We are grateful for the comments made on our article published in Revista Clínica Española1 and would like to respond to the questions raised. Our epidemiological study describes the humoral immunity associated with the prevalence of SARS-CoV-2 neutralizing antibodies induced after two doses of the BNT162b2 vaccine (Pfizer-BioNTech) in a healthcare population. This professional group was of priority interest in Spain, as can be seen in the vaccination strategies. In general, they were administered doses of the BNT162b2 vaccine (Pfizer-BioNTech), as reflected in our study, since 97.5% of the participating subjects received this type of vaccine. The response to other types of vaccines was considered in a similar study in another population.2

As our results show, of the approximately 1500 health workers in the healthcare area, 90.1% (1352/1500) were contacted. Of them, 72.3% (977/1352) participated in the serological tests and 98.7% (964/977) of those answered the questionnaire in its entirety. Participation was voluntary, so the demographic and clinical data obtained from the total sample corresponds to 64.3% (964/1500) of the total number of workers in the healthcare area. It is a representative sample, given that the estimated sample size for a finite population such as that of this study (1500), considering an estimation of ±3%, and assuming in the most unfavorable case a prevalence of 0.5 and a significance of 0.05, 625 subjects would be needed, a value widely exceeded in our study. Participant selection was not random but by flooding, all healthcare personnel were invited to participate. Considering that the vast majority of this at-risk group was vaccinated, whether there was antibody positivity or not was not voluntary, thus minimizing possible selection bias.
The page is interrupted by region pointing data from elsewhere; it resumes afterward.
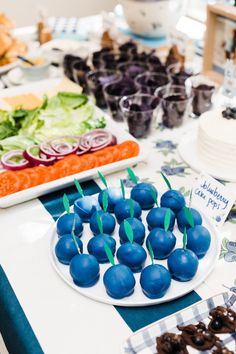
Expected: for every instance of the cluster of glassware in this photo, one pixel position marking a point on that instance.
(136, 86)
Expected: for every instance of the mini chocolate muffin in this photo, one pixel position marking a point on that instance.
(223, 320)
(171, 343)
(198, 336)
(222, 350)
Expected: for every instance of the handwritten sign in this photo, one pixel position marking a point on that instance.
(213, 198)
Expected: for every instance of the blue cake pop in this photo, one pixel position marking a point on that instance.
(156, 216)
(108, 222)
(182, 264)
(96, 247)
(65, 224)
(122, 210)
(130, 253)
(114, 194)
(85, 206)
(143, 193)
(138, 231)
(155, 279)
(118, 280)
(66, 248)
(125, 207)
(173, 199)
(162, 242)
(199, 240)
(84, 269)
(188, 217)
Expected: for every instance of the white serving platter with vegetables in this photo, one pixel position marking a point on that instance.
(177, 289)
(87, 116)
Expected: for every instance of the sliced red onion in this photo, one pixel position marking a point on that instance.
(40, 159)
(58, 147)
(84, 145)
(8, 164)
(99, 139)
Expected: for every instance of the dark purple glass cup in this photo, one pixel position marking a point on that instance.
(129, 48)
(203, 90)
(67, 63)
(79, 71)
(96, 80)
(111, 60)
(175, 102)
(140, 112)
(132, 69)
(149, 82)
(97, 58)
(113, 93)
(180, 73)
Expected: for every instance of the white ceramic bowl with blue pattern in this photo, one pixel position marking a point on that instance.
(152, 18)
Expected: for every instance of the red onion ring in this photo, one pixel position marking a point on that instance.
(13, 165)
(99, 139)
(40, 159)
(54, 148)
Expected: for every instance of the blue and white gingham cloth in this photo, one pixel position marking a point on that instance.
(144, 341)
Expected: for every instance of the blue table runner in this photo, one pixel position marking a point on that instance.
(15, 328)
(135, 317)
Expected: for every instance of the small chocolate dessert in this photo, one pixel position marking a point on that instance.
(222, 350)
(198, 336)
(174, 107)
(223, 320)
(229, 113)
(202, 95)
(171, 343)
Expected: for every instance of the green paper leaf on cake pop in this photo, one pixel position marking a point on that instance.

In regard to the statement that the study did not provide information on specific characteristics of participants who were positive for antibodies, table 21 reports the variables for this group such as: age, sex, time since last dose, previous SARS-CoV-2 infection, comorbidity, other recent infections, type of vaccine received, and number of doses administered. This contradicts the statement made later in the letter: “The study did not investigate other potential factors that may have an influence on the presence of neutralizing antibodies, such as the vaccine type or underlying health conditions”.

A total of 18.2% of the subjects had a chronic disease that could have affected antibody production, as in the case of diseases that cause compromised immunity3 (cancer, immunosuppressed patients, etc.), which could influence the presence or absence of neutralizing antibodies. This possible influence was not significant in our study.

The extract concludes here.